In theory, claiming early, late, or right at your FRA shouldn’t impact the cumulative Social Security benefits you receive over your lifetime. Claiming early gives you a longer stream of lower payments, and claiming late gives you a shorter stream of higher payments. Both streams should come to the same total lifetime benefit.

If lifetime benefits were really important, you could argue that it’s best to claim as early as possible. You ultimately end up with the same amount, but you can enjoy the income sooner.

My lifetime benefit doesn’t matter to me

The thing is, my lifetime benefit is irrelevant to me. Here’s why: I won’t know my lifetime Social Security benefit until I’m on my deathbed. And at that point, who cares? It might be fun to know how much more or less I could have received by timing my claim differently, but I’m not diving into spreadsheets when I should be saying my final goodbyes. Even asking a future Siri or Alexa to run those scenarios seems like a waste of my last breath.

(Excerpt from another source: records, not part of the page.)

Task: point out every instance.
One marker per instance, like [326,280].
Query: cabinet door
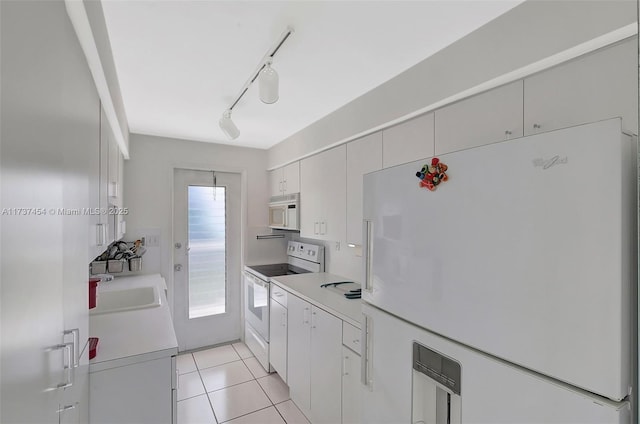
[291,178]
[298,352]
[333,222]
[275,182]
[326,360]
[311,187]
[278,338]
[363,156]
[486,118]
[601,85]
[351,398]
[138,393]
[115,184]
[106,227]
[408,142]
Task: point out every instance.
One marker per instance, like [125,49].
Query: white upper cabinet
[285,180]
[363,156]
[115,182]
[323,195]
[598,86]
[408,141]
[492,116]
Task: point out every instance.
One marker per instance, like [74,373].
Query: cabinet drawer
[351,337]
[279,295]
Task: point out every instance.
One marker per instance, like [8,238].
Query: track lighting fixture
[268,82]
[227,125]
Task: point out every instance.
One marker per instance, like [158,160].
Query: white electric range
[301,258]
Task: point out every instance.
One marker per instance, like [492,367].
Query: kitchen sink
[126,300]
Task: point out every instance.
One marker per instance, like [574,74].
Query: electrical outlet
[152,240]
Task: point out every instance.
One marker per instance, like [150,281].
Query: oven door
[256,304]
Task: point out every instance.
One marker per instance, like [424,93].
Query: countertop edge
[317,303]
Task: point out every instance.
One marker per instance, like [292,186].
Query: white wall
[103,45]
[526,34]
[148,183]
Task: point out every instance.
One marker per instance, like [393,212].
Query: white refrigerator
[508,292]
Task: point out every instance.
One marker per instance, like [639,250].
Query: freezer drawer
[526,252]
[490,390]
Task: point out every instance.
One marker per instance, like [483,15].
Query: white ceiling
[182,63]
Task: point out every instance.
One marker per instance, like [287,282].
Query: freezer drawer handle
[365,365]
[368,231]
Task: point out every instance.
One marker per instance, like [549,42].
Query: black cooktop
[275,270]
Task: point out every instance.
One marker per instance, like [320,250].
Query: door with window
[206,257]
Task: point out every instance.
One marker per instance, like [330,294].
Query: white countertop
[307,287]
[133,336]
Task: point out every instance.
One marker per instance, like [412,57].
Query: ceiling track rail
[270,54]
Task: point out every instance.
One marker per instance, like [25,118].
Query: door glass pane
[207,251]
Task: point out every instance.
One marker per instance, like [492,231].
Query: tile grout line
[255,378]
[213,411]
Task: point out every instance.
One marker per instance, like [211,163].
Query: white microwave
[284,212]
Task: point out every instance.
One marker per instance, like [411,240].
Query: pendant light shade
[268,84]
[227,125]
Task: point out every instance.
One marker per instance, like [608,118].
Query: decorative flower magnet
[432,175]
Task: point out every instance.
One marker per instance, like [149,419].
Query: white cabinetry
[285,180]
[323,195]
[314,361]
[492,116]
[351,350]
[598,86]
[278,336]
[408,141]
[141,393]
[115,185]
[363,156]
[50,124]
[351,398]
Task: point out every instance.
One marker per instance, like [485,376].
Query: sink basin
[126,300]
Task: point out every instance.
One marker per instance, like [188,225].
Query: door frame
[170,277]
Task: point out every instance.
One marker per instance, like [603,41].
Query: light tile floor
[227,384]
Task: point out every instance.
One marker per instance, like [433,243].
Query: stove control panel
[310,252]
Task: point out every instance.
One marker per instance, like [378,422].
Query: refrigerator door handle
[365,365]
[368,253]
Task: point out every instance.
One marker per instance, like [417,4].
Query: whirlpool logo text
[548,163]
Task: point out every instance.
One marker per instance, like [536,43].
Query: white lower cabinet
[142,392]
[351,399]
[278,338]
[314,361]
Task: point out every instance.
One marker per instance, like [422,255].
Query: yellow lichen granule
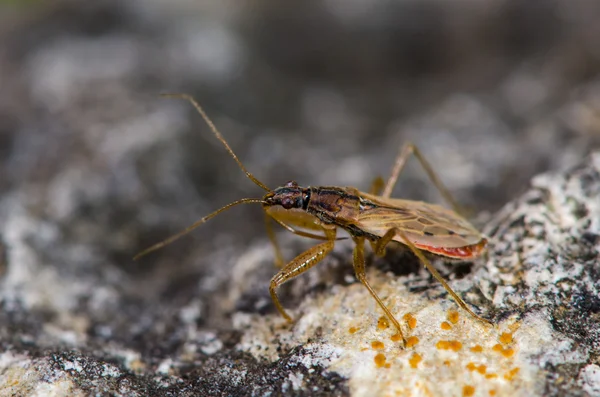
[377,345]
[380,360]
[414,360]
[506,352]
[410,320]
[510,375]
[449,345]
[453,316]
[411,341]
[396,337]
[383,323]
[505,338]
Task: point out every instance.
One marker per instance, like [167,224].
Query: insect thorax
[334,205]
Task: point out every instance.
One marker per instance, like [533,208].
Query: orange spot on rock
[506,352]
[411,341]
[383,323]
[410,320]
[377,345]
[510,375]
[380,360]
[506,338]
[396,337]
[468,390]
[449,345]
[414,360]
[453,316]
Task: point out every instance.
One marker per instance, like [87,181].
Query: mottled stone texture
[95,167]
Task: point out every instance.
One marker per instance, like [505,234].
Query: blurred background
[95,166]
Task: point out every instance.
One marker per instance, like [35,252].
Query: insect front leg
[403,156]
[359,270]
[380,250]
[299,265]
[377,186]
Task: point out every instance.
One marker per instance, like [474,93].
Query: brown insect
[317,212]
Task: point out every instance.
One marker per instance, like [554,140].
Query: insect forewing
[424,224]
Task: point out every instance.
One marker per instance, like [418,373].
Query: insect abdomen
[466,252]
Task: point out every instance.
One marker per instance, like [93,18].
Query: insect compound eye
[287,203]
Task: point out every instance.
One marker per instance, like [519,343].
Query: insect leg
[273,239]
[377,186]
[405,152]
[299,265]
[359,270]
[380,247]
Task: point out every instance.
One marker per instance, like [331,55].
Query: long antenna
[193,226]
[215,131]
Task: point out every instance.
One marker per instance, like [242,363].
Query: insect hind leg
[406,151]
[359,270]
[379,249]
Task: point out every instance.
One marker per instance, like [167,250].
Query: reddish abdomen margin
[466,252]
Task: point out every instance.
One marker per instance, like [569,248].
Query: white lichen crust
[541,283]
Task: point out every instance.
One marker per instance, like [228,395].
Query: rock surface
[96,168]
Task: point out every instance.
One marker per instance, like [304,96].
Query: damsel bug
[374,217]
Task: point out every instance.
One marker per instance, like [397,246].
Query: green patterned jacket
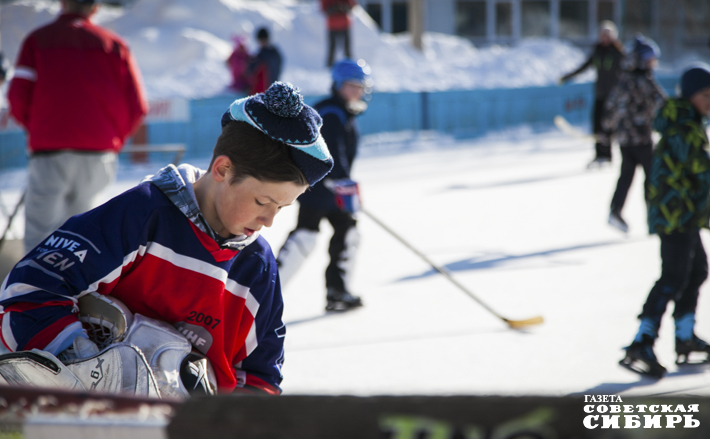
[679,188]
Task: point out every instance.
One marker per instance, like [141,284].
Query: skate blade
[693,359]
[340,307]
[642,368]
[617,225]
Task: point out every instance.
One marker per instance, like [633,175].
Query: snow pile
[181,47]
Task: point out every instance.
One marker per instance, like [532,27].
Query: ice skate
[341,300]
[599,162]
[641,359]
[692,351]
[617,221]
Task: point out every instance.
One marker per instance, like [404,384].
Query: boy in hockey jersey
[679,206]
[182,247]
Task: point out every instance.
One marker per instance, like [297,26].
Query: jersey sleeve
[87,253]
[260,370]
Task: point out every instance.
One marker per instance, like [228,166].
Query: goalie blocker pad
[139,356]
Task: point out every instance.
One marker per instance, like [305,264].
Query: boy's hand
[347,194]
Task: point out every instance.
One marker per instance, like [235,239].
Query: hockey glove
[347,194]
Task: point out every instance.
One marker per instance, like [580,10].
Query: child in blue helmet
[679,206]
[336,197]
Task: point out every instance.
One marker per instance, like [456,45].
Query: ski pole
[11,217]
[515,324]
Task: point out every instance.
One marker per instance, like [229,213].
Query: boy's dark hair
[262,34]
[254,154]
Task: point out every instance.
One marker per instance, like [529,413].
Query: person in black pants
[335,198]
[606,59]
[630,111]
[679,206]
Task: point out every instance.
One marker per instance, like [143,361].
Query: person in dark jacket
[338,21]
[630,111]
[265,68]
[606,59]
[335,198]
[679,206]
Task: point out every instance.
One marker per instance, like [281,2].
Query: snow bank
[181,47]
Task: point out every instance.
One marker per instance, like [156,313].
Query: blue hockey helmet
[348,70]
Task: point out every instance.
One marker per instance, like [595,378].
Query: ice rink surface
[518,220]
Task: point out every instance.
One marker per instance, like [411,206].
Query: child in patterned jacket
[679,206]
[630,110]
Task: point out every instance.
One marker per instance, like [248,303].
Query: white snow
[516,219]
[514,216]
[181,47]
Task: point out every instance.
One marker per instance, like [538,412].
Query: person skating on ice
[336,198]
[679,206]
[629,114]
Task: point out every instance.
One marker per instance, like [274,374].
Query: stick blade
[516,324]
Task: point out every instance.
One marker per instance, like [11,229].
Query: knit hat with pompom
[280,113]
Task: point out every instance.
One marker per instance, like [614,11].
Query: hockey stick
[11,217]
[515,324]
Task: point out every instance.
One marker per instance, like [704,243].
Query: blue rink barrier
[460,113]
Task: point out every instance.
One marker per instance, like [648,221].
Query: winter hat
[694,79]
[610,27]
[645,49]
[348,70]
[280,113]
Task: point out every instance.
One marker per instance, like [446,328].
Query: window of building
[605,10]
[504,19]
[697,19]
[535,18]
[471,18]
[637,17]
[374,10]
[574,18]
[399,17]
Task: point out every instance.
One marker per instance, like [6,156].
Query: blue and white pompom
[283,99]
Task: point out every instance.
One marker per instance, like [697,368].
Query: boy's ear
[221,168]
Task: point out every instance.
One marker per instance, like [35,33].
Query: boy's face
[352,91]
[245,207]
[701,101]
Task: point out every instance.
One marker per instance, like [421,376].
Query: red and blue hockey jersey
[151,248]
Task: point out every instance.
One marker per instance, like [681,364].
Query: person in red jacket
[78,93]
[338,22]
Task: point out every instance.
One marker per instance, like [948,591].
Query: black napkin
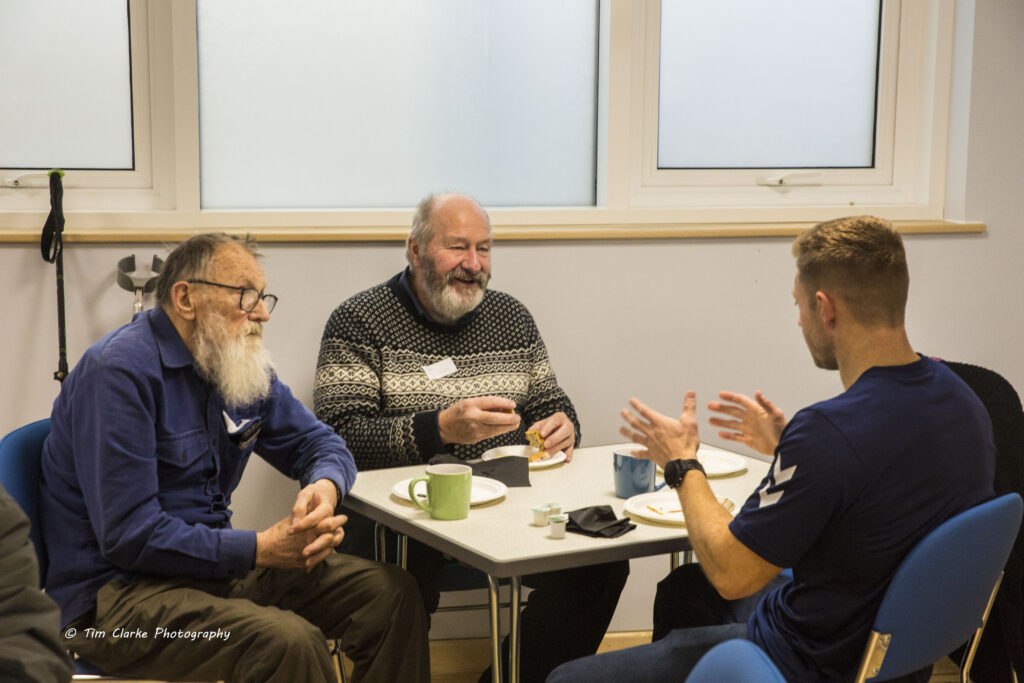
[599,521]
[510,471]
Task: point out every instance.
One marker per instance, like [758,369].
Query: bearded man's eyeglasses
[248,297]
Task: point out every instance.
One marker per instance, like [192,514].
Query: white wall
[621,318]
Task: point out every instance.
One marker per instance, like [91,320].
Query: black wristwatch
[676,470]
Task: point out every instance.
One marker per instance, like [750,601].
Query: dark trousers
[270,626]
[687,600]
[582,600]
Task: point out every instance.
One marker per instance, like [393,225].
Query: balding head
[439,212]
[449,253]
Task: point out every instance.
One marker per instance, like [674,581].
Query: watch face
[677,469]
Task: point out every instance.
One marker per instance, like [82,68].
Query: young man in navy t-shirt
[857,480]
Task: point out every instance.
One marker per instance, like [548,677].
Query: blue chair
[941,595]
[19,473]
[737,662]
[20,468]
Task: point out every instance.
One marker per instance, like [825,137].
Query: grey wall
[621,318]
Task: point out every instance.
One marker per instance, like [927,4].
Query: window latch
[794,178]
[23,179]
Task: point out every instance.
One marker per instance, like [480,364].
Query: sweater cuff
[427,433]
[238,553]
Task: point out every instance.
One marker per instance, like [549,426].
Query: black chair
[1001,648]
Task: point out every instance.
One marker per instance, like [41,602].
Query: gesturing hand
[665,438]
[757,424]
[558,433]
[472,420]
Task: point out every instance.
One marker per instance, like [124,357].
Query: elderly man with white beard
[433,361]
[151,434]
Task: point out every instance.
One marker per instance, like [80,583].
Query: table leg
[380,539]
[496,629]
[515,593]
[402,550]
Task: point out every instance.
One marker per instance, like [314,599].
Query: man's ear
[182,300]
[414,251]
[826,308]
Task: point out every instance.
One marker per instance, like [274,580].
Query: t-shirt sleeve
[802,492]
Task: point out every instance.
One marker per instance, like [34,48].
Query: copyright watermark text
[142,634]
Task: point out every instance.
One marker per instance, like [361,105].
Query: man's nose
[472,261]
[260,313]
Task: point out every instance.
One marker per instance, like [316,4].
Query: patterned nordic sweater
[372,388]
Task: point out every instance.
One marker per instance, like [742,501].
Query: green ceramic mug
[449,487]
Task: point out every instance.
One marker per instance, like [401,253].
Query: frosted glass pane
[752,84]
[343,104]
[66,79]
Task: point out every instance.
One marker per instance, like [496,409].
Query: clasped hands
[472,420]
[755,422]
[307,536]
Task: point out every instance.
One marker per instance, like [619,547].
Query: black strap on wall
[51,246]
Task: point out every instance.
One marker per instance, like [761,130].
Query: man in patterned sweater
[432,361]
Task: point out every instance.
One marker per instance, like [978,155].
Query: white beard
[445,301]
[238,366]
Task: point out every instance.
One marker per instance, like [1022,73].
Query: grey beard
[240,368]
[446,304]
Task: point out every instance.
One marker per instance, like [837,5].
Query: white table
[500,540]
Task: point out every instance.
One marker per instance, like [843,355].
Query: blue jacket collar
[173,352]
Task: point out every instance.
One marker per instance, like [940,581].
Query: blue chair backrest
[735,662]
[20,454]
[938,596]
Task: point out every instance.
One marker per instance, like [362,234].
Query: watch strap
[675,470]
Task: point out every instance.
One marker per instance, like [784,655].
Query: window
[570,119]
[767,85]
[374,104]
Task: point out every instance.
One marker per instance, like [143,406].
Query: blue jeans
[670,658]
[690,617]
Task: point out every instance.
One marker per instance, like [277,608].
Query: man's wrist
[676,470]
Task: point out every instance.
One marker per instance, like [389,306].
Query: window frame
[160,201]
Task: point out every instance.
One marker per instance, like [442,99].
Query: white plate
[484,489]
[523,452]
[718,463]
[662,506]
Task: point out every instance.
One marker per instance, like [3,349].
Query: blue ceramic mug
[633,475]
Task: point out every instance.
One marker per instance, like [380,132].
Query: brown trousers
[270,626]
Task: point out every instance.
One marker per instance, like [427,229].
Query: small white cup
[556,525]
[541,513]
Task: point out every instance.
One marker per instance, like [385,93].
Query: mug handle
[412,494]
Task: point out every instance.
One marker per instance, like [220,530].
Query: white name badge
[440,369]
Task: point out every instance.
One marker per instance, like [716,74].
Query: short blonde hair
[859,259]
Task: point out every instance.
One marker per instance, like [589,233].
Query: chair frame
[880,642]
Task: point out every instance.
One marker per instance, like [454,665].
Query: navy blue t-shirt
[856,482]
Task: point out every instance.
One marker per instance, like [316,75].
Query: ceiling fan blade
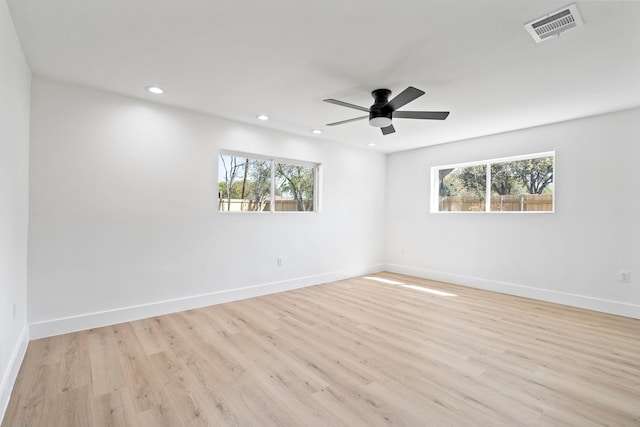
[389,129]
[404,97]
[346,104]
[429,115]
[347,121]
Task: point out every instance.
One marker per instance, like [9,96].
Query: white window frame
[435,183]
[272,206]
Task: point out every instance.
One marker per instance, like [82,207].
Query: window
[248,183]
[514,184]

What does matter is my quality of life in those final years. And in my view, quality of life is affected more by my monthly Social Security benefit than my lifetime benefit.

Quality of life

For me, quality of life hinges on financial freedom. I don’t require a big house or lots of fancy stuff. But I do like to eat out, share adventures with family, and generally try new things. I’m not interested in being stuck at home making sandwiches and watching Hulu. I’d rather move into a small place where living costs are low, in exchange for a higher entertainment budget (which I’ll probably spend on road trips).

Realistically, Social Security benefits alone won’t fund that freewheeling lifestyle, no matter how tiny my house is or how long I wait to collect. My budget in those later years will include other sources of income, and Social Security will be more of a bonus than a primary income stream. Fortunately, my husband and I have 401(k)s, IRAs, and other investments to lean on. And as a writer, I have a lower risk of aging out of my job.

My relationship with work

If I hated my work, I’d surely be counting the days until I can claim my Social Security benefits at age 62. But I love creating content. It brings me mental stimulation, fulfillment, and flexibility — three things I should still value in 20 years.

That’s why I don’t feel any pressure to stop working. And if my desire to work holds up, I’m definitely not claiming Social Security before my FRA. If I do, some of the income I earn before age 67 will reduce my benefits. Under the current rules, Social Security deducts $1 from your benefit payments for every $2 you earn above the annual limit. In 2020, that annual limit is $18,240.

A different formula applies for income earned in the year you reach FRA. At that point, your benefits get reduced by $1 for every $3 earned above a higher limit. In 2020, the higher limit is $48,600, and only the earnings before your birthday count.

Once I reach FRA, earnings don’t affect my benefits at all. I could keep working and receive my full Social Security benefits at the same time.

My life expectancy

There’s one more factor I considered in my claiming strategy, and it’s life expectancy. Social Security’s life expectancy calculator tells me I’ll live to be 85.2 years old. But that estimate is based only on my birthdate and gender. Other life expectancy calculators use lifestyle and health information to come up with their figures. Based on the most optimistic of them, I could reach 97!

Given that long life expectancy, it makes sense for me to wait until 70 to claim my maximum Social Security benefit. I figure I’ll definitely still be working at 67. And what’s another three years? Thanks to delayed retirement credits, my benefit goes up by 8% annually if I wait it out.

That’s a 24% increase over three years, plus a nice boost to my entertainment budget. And if those life expectancy calculators are accurate, I’ll still have 25 to 30 more years to enjoy it.